With shoes, things can be especially dicey. They need to fit right, but it’s not always so obvious whether they do when you try them on. You can walk around a bit to see if they’re comfortable, but comfort is subjective (especially when you really, really like the style and they were on sale). Plus, shoes often need a breaking in period to feel just-right anyway. Which is why it’s not that surprising when you hear about guys spending a pretty penny on a nice shoe collection, only to find out a year or two later that they bought everything in the wrong size. 

So, to avoid that, here’s a quick and dirty guide on how shoes should fit. From the basics to the less-known pointers. 

Figure Out Your True Size

As Jesse noted, if you’ve never been professionally measured with a Brannock device, the chances that you know your real size are slim. Most guys assume they’re whatever size they picked for sneakers in high school, but sneakers are sized differently than dress shoes, and most are very cushy. Which means, if you’re a half size off, it might not be a big deal. Dress shoes, on the other hand, are a lot less forgiving, so you need to know your true size. To find it, go somewhere like Nordstrom to get measured. 

Once you know your true size, you can use that as a baseline for getting sizing advice. If you’re buying from a store, ask a sales rep; if you’re shopping on eBay, turn to StyleForum (where there’s a wealth of advice in the archives). Remember: different shoes fit differently, so sometimes you’ll have to size up or down (although, most dress shoes do fit true-to-size). 

The Basics of Fit

As you know, shoes are sized by length and width. Let’s start with length. Except for certain slip-ons, there should always be a bit of space between the ends of your shoes and your toes, which means if your toes are butting up against the shoe, you need to size up in length. Similarly, make sure the ball of your feet match up with the ball of the shoe. 

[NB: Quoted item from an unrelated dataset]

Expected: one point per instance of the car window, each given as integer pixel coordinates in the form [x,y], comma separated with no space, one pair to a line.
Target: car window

Width, as we’ve mentioned, is more about the total circumference of the shoe, as measured around the ball, rather than just the width itself. So if your shoes feel tight at the sides or top, then size up in width. Remember: leather breaks in pretty easily, so don’t worry if they’re a touch snug. They just shouldn’t feel painful when you walk.

The Most Obvious Giveaways

Perhaps the best way to tell if your shoes fit is by seeing how the eyelets look when you lace them up. If the eyelets are really far apart, like you see above, then you’ll need to size up (most likely in width). If they come crashing together, then you’ll need to size down. 

Additionally, check to see where your shoes bend as you walk. Proper fitting shoes should flex pretty close to where your foot naturally flexes. If you see the creasing creep up too close to the toes, you’ll want to size down (this is easiest to tell on cap toe shoes, where the creases should never cross into the cap itself). If the leather is cutting into your foot as it bends, then you’ll want to size up. 

A Note About Heel Slippage 

Finally, a word about heel slippage. Don’t think that just because your heel slips a little that your shoes are too big (obviously, the term “a little” can be subjective, so use your best judgment). Some shoes have really stiff soles, and they’ll need a little breaking in before they feel right (this is mostly true for slip-ons, such as double monks and loafers). If they slip just a tiny bit, but everything else above checks in nicely, then trust that you probably have the right size.